Ella desviou o olhar.

— Eu não queria isso, tá legal? Eu só estou fazendo tudo que posso pra encontrar meu pai.

Ele suspirou.

— Eu entendo... situações de merda nos obrigam a ficar do lado de gente merda. Esse ferimento na sua testa, o que é isso? — indagou o Vendedor, tocando com cuidado.

Ella contraiu seu rosto, sentindo dor.

— É a porra de um estilhaço de granada...

— Perfurou só a camada superficial da sua testa. Você teve sorte.

— Sorte? O cuzão que você matou estava na minha frente e mesmo assim o estilhaço veio em mim.

— Então veja pelo lado bom, você teve sorte no azar.

— Você deveria ir embora — pediu Ella, pegando seu revólver do chão. — Se o John te ver junto comigo, vai arranjar problemas pra mim.

— Me leve até ele. Seja lá em qual merda você estiver envolvida, eu te tiro dessa. Eu não posso deixá-lo escapar.

— Agora não é a hora dele morrer — interrompeu Ella. — Uma guarda da Tatiana foi morta e ela sabe que fomos nós.

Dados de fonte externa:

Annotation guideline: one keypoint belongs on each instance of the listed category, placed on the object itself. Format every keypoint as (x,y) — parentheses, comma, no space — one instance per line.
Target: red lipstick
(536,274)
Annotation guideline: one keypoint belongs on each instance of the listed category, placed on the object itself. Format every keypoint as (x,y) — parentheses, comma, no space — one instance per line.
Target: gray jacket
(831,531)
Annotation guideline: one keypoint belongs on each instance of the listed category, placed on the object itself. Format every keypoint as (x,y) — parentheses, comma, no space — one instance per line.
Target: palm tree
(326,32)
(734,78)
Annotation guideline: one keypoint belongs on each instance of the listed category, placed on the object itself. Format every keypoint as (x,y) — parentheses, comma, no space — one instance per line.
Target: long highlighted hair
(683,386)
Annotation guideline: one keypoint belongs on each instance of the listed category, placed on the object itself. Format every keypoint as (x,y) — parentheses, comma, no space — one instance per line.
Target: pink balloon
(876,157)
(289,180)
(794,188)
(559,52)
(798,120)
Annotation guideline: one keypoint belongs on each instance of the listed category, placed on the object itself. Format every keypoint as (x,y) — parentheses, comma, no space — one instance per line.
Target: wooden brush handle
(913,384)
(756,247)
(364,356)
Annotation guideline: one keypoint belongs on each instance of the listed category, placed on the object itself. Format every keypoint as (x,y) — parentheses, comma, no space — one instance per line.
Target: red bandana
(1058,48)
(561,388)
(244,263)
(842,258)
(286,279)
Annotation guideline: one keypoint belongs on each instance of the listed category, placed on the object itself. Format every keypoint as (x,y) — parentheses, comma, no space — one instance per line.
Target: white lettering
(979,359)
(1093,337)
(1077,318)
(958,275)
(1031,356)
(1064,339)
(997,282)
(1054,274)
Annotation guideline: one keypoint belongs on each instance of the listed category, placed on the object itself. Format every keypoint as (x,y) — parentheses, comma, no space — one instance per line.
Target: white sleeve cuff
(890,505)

Se o John morrer, eu e a Mariah viraremos alvos dos Puracionistas. Mesmo que eu me refugie na UCC, ela pode não ter a mesma sorte. Eu ainda preciso dela pra me ajudar com o Doutor Yersin.

Ele ficou em silêncio, olhando para o chão enquanto Ella olhava pra ele.

— Então você conseguiu... trouxe ele de volta.

— Eu sei o que está pensando, mas...

— Você irá trazer a mudança para esse mundo — disse ele, tocando o centro do seu peito com o dedo indicador. — Não precisa me explicar nada. Faça o que seu coração mandar. O que os outros pensarem, não importa.

Ella franziu o cenho, surpresa.

— Tome cuidado... com a Tatiana, com o John... e até mesmo com a Mariah — continuou ele. — Você é uma das únicas pessoas com quem eu realmente me importo, não quero te perder.

Ella segurou o braço dele e, por um instante raro, pela primeira vez conseguiu ver um pouco dos seus olhos — castanhos, profundos, sempre escondidos sob a sombra do boné. Durou apenas um segundo, ele logo levantou a cabeça.

— Obrigada por salvar minha vida. Te devo essa.

Ele sorriu e virou as costas, retirando-se.

— Até a próxima, Ella.

Quando ele desapareceu pelo corredor, Ella desembainhou a rapieira e usou a lâmina como espelho. Tocou com extremo cuidado o fragmento de granada preso em sua testa.

— Que dor...

Ela puxou o walkie-talkie do seu bolso — milagrosamente intacto após a explosão.

— Tem alguém me escutando? Fui atingida por um estilhaço de granada. Está preso na minha testa estancando o sangue, mas preciso de um médico logo.

Ninguém respondeu. Aparentemente também estavam em problemas.

Ella decidiu explorar o bunker em busca dos seus aliados, estavam em algum lugar daquele complexo — mas as chances de encontrar inimigos antes deles eram muito maiores.